Bayraktar, savunma sanayisindeki başarının temelinde mühendislerin cephede askerle omuz omuza çalışmasının bulunduğunu, benzer şekilde sağlık teknolojilerinde de ilerleme sağlanabilmesi için teknolojiyi geliştirenlerin kliniklerde, ameliyathanelerde doktorlarla birlikte çalışması gerektiğini vurguladı. “Ancak bu şekilde tıbbın mühendislikle birleşmesi mümkün olur.” sözleriyle sektörler arası entegrasyonun önemine işaret etti.
Can Sağlığı Vakfı’nın çalışmalarına değinen Bayraktar, pandemi dönemindeki yerli solunum cihazı seferberliğinin Türkiye’nin potansiyelini ortaya koyduğunu belirtti. Yerli şirketlerle kısa sürede seri üretime geçilen cihazların 30’dan fazla ülkeye ihraç veya hibe edildiğini hatırlattı. “Bu süreç, doğru sinerjiyle neler başarabileceğimizin en somut göstergesidir.” dedi.
“e-Nabız Verileri Devasa Bir Hazine”
Yapay zeka çağında Türkiye’nin en büyük gücünün elindeki sağlık verileri olduğunu ifade eden Bayraktar, e-Nabız’da toplanan medikal bilgilerin dünyada eşi benzeri olmayan bir veri seti oluşturduğunu söyledi. Bu verilerin mahremiyet kurallarına uygun şekilde anonimleştirilerek araştırmacılara açılması gerektiğini belirtti ve bunun “Sağlık Teknoparkları” aracılığıyla yapılabileceğini dile getirdi.
Bayraktar, yaşlanan nüfus ve artan sağlık yükü karşısında yapay zeka destekli asistanların, karar destek sistemlerinin ve kişiselleştirilmiş tıp uygulamalarının kaçınılmaz olduğunu söyledi. Genç girişimcilere seslenerek, sağlıkta yapay zekanın ilaç geliştirmeden klinik destek sistemlerine kadar geniş bir alan sunduğunu vurguladı.

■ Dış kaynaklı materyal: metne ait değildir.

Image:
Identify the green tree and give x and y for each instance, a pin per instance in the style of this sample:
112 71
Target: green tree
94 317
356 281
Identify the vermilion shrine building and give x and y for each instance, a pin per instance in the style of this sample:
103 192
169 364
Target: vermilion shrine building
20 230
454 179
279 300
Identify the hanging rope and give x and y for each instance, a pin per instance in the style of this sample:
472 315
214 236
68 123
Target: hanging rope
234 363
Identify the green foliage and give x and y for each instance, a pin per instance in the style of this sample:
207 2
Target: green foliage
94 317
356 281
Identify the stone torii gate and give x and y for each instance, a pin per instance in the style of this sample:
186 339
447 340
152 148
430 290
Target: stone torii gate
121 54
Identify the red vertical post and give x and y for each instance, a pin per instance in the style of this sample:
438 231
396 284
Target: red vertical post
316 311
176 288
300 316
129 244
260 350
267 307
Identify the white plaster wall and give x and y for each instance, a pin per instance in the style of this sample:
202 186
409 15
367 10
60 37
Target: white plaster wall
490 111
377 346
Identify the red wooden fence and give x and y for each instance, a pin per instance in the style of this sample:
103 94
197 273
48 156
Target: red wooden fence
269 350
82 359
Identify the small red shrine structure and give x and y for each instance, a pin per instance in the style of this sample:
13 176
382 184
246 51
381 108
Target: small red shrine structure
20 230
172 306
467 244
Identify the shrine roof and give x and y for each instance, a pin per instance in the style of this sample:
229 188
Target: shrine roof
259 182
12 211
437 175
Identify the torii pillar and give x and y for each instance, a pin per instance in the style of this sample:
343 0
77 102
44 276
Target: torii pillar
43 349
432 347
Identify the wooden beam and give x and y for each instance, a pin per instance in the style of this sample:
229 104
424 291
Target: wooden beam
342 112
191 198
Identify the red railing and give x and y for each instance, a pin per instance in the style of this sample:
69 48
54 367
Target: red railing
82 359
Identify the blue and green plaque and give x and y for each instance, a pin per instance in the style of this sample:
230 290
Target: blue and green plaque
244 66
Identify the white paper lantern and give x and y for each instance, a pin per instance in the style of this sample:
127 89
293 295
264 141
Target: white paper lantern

“Biyomedikal Alanında Yapay Zekayı Daha Çok Kullanmalıyız”
Panelde gelen soruları yanıtlayan Bayraktar, Türkiye’nin güçlü bir doktor kadrosuna ve ileri dijital altyapıya sahip olduğunu belirterek, e-Nabız’ın dünyadaki en kapsamlı sağlık veri sistemlerinden biri olduğunu söyledi. Üniversiteler, araştırmacılar ve sağlık çalışanlarının bir araya geleceği ortak çalışma alanları kurulması gerektiğini ifade etti.
Bayraktar ayrıca, Can Sağlığı Vakfı’nın MIT’den bir araştırma grubu ile akciğer kanserini erken tespit etmeye yönelik yapay zekâ tabanlı bir yazılım geliştirdiğini açıkladı. Bilimsel çalışmaların yalnızca ticaret odaklı olmak zorunda olmadığını, prestij ve keşif değerinin de büyük önem taşıdığını belirtti.